こすって消えるペンのしくみを教えてください。

摩擦熱で消える特殊なインキが使われている

消えるペンのしくみにはいくつか種類がありますが、こすって消えるペンの代表格「フリクション」のしくみを説明しましょう。書いたものがこすって消える秘密はインキにあります。フリクションのインキが消えるのは、摩擦熱によるもの。65℃になると透明になるように、消色温度が設定されているのです。
フリクションインキでは、特殊なマイクロカプセルが通常のインキの顔料の粒にあたる役割を果たしています。このカプセルの中には3種類の成分が入っています。1つ目は、条件によって無色と有色が切り替わるロイコ染料という発色剤。これはレシート紙などの感熱複写などにも使われています。2つ目はそのロイコ染料を発色させる顕色剤、3つ目は変色温度調整剤です。

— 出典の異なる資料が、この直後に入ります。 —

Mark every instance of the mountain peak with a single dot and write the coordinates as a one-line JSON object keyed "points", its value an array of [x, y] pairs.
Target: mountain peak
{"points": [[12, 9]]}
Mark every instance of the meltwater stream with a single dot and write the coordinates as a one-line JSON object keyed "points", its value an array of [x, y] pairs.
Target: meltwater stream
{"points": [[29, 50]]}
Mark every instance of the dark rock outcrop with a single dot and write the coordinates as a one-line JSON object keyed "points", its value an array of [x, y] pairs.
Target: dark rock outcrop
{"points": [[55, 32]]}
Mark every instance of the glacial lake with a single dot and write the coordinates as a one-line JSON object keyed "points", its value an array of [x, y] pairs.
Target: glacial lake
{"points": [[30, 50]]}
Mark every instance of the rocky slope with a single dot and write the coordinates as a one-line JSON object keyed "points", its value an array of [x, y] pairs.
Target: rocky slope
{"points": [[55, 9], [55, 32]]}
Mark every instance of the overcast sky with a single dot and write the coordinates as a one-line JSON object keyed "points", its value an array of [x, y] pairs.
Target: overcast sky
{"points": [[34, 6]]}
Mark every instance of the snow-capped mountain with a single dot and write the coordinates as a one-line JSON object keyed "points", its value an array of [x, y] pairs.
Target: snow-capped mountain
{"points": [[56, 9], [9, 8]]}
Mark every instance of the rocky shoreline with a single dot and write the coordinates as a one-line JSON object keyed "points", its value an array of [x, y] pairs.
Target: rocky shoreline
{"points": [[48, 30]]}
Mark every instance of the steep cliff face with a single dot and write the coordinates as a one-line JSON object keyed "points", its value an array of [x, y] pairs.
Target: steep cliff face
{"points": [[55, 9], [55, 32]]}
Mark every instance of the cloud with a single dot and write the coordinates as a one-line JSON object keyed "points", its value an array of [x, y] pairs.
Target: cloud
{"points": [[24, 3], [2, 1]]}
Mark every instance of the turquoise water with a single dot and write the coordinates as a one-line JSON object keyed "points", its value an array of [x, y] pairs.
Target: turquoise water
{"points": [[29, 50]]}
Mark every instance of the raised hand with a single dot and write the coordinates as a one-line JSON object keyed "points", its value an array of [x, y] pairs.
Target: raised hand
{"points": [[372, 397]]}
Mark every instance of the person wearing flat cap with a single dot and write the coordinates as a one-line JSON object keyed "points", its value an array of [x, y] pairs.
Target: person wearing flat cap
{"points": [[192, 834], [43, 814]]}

普通の温度であれは、発色剤と顕色剤がくっついているため色が発色して見えますが、あらかじめ設定されている温度になると、顕色剤は発色剤から離れ、変色温度調整剤とくっつきます。このとき、インキは無色になります(図1)。
このインキの基本技術の開発は40年ほど前にされていましたが、一度消したインキがすぐに元に戻ることがないよう、復色する温度を下げる技術の開発が商品化するための重要なポイントでした。現在のフリクションインキは研究の末、-20℃で復色するように設定されています。
フリクションは、消しゴムで鉛筆を消すように筆跡をこすり取って消すわけではないので、消しカスが出ません。また、紙の繊維の中に入り込んでしまったインキ成分も熱が伝わることで透明になるので、消し残りが少ないという特徴もあります。気楽に何度でも書き直して使ってくださいね。